NMO-IgG predicts the outcome of recurrent optic neuritis.

Department of Neurology, Mayo Clinic College of Medicine, 200 First St SW, Rochester, MN 55905, USA.
Neurology (Impact Factor: 8.3). 07/2008; 70(23):2197-200. DOI: 10.1212/01.wnl.0000303817.82134.da
Source: PubMed

ABSTRACT To determine the prognostic value of neuromyelitis optica (NMO)-immunoglobulin G (IgG) in patients with recurrent optic neuritis (ON). The aquaporin-4-specific serum autoantibody, NMO-IgG, is a biomarker for NMO and relapsing transverse myelitis. Recurrent ON may herald multiple sclerosis (MS) or NMO, or it may occur as an isolated syndrome. The prognosis and response to therapy differs in each of these contexts.
We evaluated 34 patients who were tested for NMO-IgG between 2000 and 2007 and who had two or more episodes of ON without satisfying a diagnosis of MS or NMO prior to serologic testing. Clinical data were available for 25 Mayo Clinic patients (5 NMO-IgG positive and 20 NMO-IgG negative) and for an additional 9 seropositive patients whose serum was referred to the Mayo Clinic Neuroimmunology laboratory for testing.

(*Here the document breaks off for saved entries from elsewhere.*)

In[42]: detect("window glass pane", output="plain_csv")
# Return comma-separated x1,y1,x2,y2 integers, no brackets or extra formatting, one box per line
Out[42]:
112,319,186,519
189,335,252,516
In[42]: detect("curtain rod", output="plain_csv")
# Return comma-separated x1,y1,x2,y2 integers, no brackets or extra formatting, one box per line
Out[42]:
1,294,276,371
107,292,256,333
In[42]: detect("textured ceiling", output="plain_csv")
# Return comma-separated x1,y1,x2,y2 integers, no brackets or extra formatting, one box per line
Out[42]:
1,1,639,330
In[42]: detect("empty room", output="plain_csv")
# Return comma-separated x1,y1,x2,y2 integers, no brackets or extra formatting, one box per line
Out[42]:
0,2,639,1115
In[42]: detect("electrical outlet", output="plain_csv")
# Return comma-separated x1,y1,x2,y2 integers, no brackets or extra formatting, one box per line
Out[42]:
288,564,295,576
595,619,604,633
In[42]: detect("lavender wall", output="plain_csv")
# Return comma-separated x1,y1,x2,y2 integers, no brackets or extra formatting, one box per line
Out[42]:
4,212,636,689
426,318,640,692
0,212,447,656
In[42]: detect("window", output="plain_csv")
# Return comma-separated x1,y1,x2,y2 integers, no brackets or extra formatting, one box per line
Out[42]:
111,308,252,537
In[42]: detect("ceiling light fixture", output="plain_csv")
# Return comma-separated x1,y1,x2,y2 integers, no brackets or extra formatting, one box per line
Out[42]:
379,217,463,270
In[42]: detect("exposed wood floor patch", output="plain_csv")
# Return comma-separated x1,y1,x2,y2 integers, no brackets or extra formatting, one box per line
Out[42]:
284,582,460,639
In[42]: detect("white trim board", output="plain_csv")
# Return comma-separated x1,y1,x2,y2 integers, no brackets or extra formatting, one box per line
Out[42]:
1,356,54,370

Twenty percent of the patients with recurrent ON seen at Mayo Clinic were seropositive. All NMO-IgG-positive patients (vs 65% NMO-IgG-negative patients) had at least one attack with visual acuity in the affected eye worse than 20/200 (p = 0.05). In seropositive patients for whom long-term follow-up was possible (median 8.9 years after the initial ON), 6 of 12 (50%) experienced an episode of myelitis and fulfilled criteria for NMO. In contrast, 1 of 15 seronegative patients (6.7%) fulfilled McDonald criteria for MS (p = 0.03). Seropositive patients had a final visual score which was worse than that of seronegative patients (p = 0.02).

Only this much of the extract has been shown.